One-Step Face Restoration via Shortcut-Enhanced Coupling Flow
This work addresses the problem of efficient and high-quality face restoration for applications where speed and accuracy are crucial, such as video conferencing or image editing, providing an incremental improvement over existing methods.
The authors tackled the problem of face restoration, achieving state-of-the-art one-step restoration quality with SCFlowFR, while maintaining inference speed comparable to traditional non-diffusion methods. This approach results in improved face restoration quality.
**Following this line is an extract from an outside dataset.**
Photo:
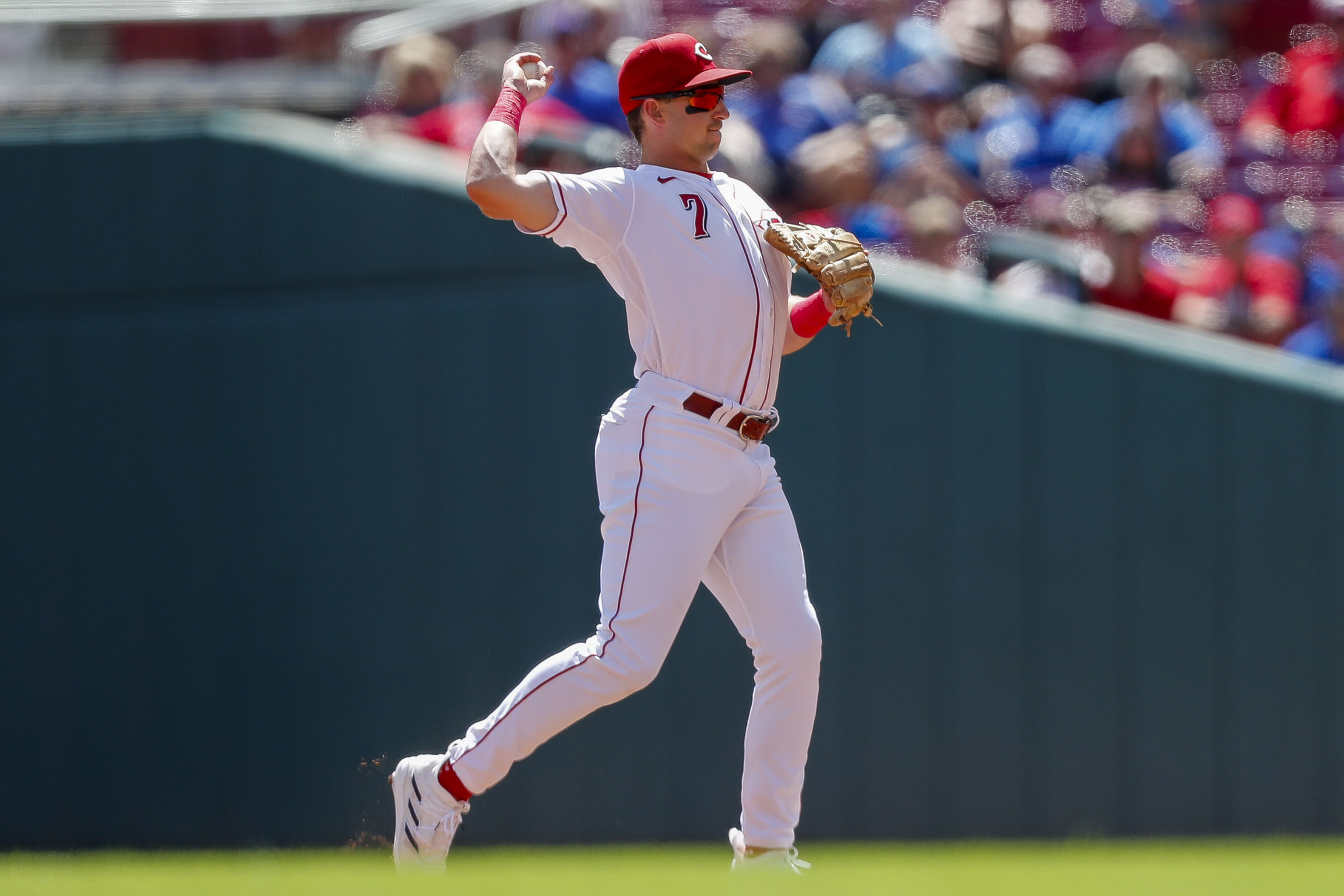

Face restoration has advanced significantly with generative models like diffusion models and flow matching (FM), which learn continuous-time mappings between distributions. However, existing FM-based approaches often start from Gaussian noise, ignoring the inherent dependency between low-quality (LQ) and high-quality (HQ) data, resulting in path crossovers, curved trajectories, and multi-step sampling requirements. To address these issues, we propose Shortcut-enhanced Coupling flow for Face Restoration (SCFlowFR). First, it establishes a \textit{data-dependent coupling} that explicitly models the LQ--HQ dependency, minimizing path crossovers and promoting near-linear transport. Second, we employ conditional mean estimation to obtain a coarse prediction that refines the source anchor to tighten coupling and conditions the velocity field to stabilize large-step updates. Third, a shortcut constraint supervises average velocities over arbitrary time intervals, enabling accurate one-step inference. Experiments demonstrate that SCFlowFR achieves state-of-the-art one-step face restoration quality with inference speed comparable to traditional non-diffusion methods.